From the HyreCar Web site:
Kim, in a followup email, disputed the idea that his firm is “relying” on another company’s insurance. He said companies such as Uber are required to provide the primary insurance for every stage of a shift once the app is activated and a driver goes on duty to pick up a passenger. And HyreCar’s insurance will cover everybody until then.
In any case, Kim said that in addition to its insurance policy, HyreCar screens drivers carefully with background checks and uses technology to monitor them. “We believe an ounce of prevention is 10 times better than any $1 million liability coverage,” he said.
So far, that has apparently been enough to satisfy more than 10,000 vehicle owners who have signed to rent their vehicles. “And our growth rate has been triple digits every month,” Kim said in a telephone interview in late March.
“I think the idea is pretty cool,” said Harry Campbell, an Uber driver who quit his job as an aerospace engineer to blog full-time about ride-sharing as The Rideshare Guy. “And there’s definitely a need. A lot of drivers are looking to rent or lease a car.”
But, he added: “I think it’s still a way’s off from being a reality.”
Campbell said in an interview Tuesday that an article that appeared on his blog about the ins and outs of Uber’s leasing program has been among the most popular his site’s published – and its comments section filled with a lot of griping, he said.
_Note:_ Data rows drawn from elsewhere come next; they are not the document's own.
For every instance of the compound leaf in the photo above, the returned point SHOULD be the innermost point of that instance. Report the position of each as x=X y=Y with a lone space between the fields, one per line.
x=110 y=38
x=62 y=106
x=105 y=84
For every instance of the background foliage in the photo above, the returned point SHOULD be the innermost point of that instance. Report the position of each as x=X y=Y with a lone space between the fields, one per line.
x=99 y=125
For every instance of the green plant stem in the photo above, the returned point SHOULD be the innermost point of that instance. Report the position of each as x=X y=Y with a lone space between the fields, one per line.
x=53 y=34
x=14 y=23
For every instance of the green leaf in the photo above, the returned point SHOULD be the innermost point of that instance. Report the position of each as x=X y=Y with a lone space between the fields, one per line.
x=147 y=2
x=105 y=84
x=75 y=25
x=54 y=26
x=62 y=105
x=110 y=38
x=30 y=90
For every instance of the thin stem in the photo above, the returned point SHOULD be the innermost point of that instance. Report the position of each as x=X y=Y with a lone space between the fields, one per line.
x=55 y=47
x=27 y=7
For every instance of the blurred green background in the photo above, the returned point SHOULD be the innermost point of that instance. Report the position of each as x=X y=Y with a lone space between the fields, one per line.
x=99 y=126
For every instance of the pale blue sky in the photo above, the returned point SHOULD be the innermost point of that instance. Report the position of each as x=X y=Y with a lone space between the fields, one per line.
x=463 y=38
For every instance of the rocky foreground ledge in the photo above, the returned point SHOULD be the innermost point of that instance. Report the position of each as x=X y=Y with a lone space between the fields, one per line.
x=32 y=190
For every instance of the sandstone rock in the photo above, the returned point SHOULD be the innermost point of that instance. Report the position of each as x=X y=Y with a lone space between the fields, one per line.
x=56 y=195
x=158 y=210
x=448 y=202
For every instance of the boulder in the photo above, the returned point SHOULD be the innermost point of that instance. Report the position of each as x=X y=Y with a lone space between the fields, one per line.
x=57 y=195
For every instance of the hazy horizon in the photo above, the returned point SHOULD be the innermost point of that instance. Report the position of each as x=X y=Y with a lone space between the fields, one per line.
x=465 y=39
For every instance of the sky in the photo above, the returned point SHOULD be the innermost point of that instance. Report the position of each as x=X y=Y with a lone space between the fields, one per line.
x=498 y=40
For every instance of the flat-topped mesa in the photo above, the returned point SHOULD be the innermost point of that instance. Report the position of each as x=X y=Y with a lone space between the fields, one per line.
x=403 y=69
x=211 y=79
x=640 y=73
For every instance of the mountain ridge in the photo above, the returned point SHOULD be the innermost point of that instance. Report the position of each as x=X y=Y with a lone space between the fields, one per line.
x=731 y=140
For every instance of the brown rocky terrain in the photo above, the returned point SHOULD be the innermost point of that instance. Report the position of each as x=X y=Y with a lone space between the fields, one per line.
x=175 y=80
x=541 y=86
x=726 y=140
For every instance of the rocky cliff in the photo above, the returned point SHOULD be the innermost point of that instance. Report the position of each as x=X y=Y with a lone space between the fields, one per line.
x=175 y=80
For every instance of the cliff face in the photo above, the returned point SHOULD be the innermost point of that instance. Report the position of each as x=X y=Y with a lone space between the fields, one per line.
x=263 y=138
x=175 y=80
Several drivers complained that although lining up the Uber financing was sweet, obtaining an actual car from the list of approved dealerships was a hassle.
But that doesn’t mean HyreCar is ready to exploit the spillover.
“To be honest, I don’t know a single driver who’s used this to rent it out,” Campbell, who lives in Los Angeles, said. “I don’t think they’re that big yet.”
*HyreCar is also operating in Arizona, California, Colorado, Georgia, Indiana, Kentucky, Maryland, Missouri, Mississippi, North Carolina, New Jersey, Nevada, Ohio, South Carolina, Tennessee, Texas, Utah, Virginia and Washington, company officials said.